STEPS OF THE HIPC INITIATIVE
To be eligible for the HIPC Initiative a country must:
1. Face unsustainable debt situation after the full the full application of the traditional debt relief mechanisms (such as the application of Naples terms under the Paris Club agreement). A country's debt level is considered unsustainable if debt-to-export levels are above a fixed ratio of 150 percent ;or, where countries have very open economies where the exclusive reliance on external indicators may not adequately reflect the fiscal burden of external debt the debt-to-government revenues are above of 250 percent.
2. Be only eligible for highly concessional assistance from the International Development Association (IDA), the part of the World Bank that lends on highly concessional terms, and from the IMF's Poverty Reduction and Growth Facility(PGRF).

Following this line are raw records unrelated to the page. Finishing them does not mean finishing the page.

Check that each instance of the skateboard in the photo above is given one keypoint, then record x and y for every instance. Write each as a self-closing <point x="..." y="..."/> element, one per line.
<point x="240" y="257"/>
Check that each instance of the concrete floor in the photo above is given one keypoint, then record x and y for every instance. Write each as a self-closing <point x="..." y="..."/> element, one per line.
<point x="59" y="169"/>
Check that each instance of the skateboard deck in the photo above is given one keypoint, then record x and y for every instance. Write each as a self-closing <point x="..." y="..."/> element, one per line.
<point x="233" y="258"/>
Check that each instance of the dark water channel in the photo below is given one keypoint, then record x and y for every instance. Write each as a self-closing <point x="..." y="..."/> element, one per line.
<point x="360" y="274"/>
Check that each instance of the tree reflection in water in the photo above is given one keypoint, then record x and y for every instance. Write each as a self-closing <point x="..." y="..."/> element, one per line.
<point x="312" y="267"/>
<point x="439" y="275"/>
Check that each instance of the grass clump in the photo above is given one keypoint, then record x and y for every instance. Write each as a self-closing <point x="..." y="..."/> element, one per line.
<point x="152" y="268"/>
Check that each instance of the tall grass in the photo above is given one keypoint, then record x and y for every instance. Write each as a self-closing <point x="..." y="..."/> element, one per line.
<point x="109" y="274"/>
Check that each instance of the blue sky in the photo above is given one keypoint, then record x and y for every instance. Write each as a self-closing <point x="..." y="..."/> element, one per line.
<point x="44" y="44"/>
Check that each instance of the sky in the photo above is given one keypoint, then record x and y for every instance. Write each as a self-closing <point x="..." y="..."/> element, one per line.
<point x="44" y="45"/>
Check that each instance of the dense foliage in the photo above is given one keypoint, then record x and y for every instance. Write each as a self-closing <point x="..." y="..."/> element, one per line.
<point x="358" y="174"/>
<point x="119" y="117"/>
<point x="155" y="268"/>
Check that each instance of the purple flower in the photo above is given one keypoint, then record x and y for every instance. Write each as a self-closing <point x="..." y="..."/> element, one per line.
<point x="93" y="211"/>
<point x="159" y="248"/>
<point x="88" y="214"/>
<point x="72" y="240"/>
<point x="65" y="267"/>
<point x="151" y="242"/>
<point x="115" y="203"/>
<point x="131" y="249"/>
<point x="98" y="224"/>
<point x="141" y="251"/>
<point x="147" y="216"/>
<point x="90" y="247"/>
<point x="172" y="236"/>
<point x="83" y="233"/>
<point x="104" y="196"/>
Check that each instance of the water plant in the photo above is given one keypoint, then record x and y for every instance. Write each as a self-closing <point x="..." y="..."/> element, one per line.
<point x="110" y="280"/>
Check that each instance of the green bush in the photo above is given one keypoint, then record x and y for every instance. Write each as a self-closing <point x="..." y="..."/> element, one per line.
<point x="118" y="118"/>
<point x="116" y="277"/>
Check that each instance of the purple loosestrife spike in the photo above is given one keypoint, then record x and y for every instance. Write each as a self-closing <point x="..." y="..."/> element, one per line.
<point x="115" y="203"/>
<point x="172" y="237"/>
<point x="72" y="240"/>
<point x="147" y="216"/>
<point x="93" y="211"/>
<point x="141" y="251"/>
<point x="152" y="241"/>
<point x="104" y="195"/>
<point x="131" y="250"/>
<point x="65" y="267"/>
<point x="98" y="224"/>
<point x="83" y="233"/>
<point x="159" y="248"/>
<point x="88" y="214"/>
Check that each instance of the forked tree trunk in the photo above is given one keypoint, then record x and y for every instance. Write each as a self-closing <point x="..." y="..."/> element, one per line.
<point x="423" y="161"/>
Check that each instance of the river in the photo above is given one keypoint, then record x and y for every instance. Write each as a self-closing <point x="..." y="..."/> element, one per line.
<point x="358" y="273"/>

3. Establish a track record of reform and develops a Poverty Reduction Strategy Paper(PRSP) that involves civil society participation.
In order to reach decision point, a country should have a track record of macroeconomic stability, have prepared an Interim Poverty Reduction Strategy Paper, and cleared any outstanding arrears. At which point, staffs of the World Bank and IMFcarry out a loan by loan debt sustainability analysis to determine the level of indebtedness of the country and the amount of debt relief it may receive. Countries begin receiving interim relief on a provisional basis at this time.
The interim period between a country's decision and completion points varies, according to how rapidly a country can implement its poverty reduction strategy and maintain macroeconomic stability.
For a country to reach completion point it must maintain macroeconomic stability under a PGRF-supported program, carry out key structural and social reforms as agreed upon at the decision point, and implement a PRSP satisfactorily for one year . Once a country reaches completion point it receives the full amount of debt relief which now becomes irrevocable.
The framework also includes a provision by which additional debt relief, "topping-up", could be committed at the completion point in exceptional cases when exogenous factors cause fundamental changes to a country's economic circumstances.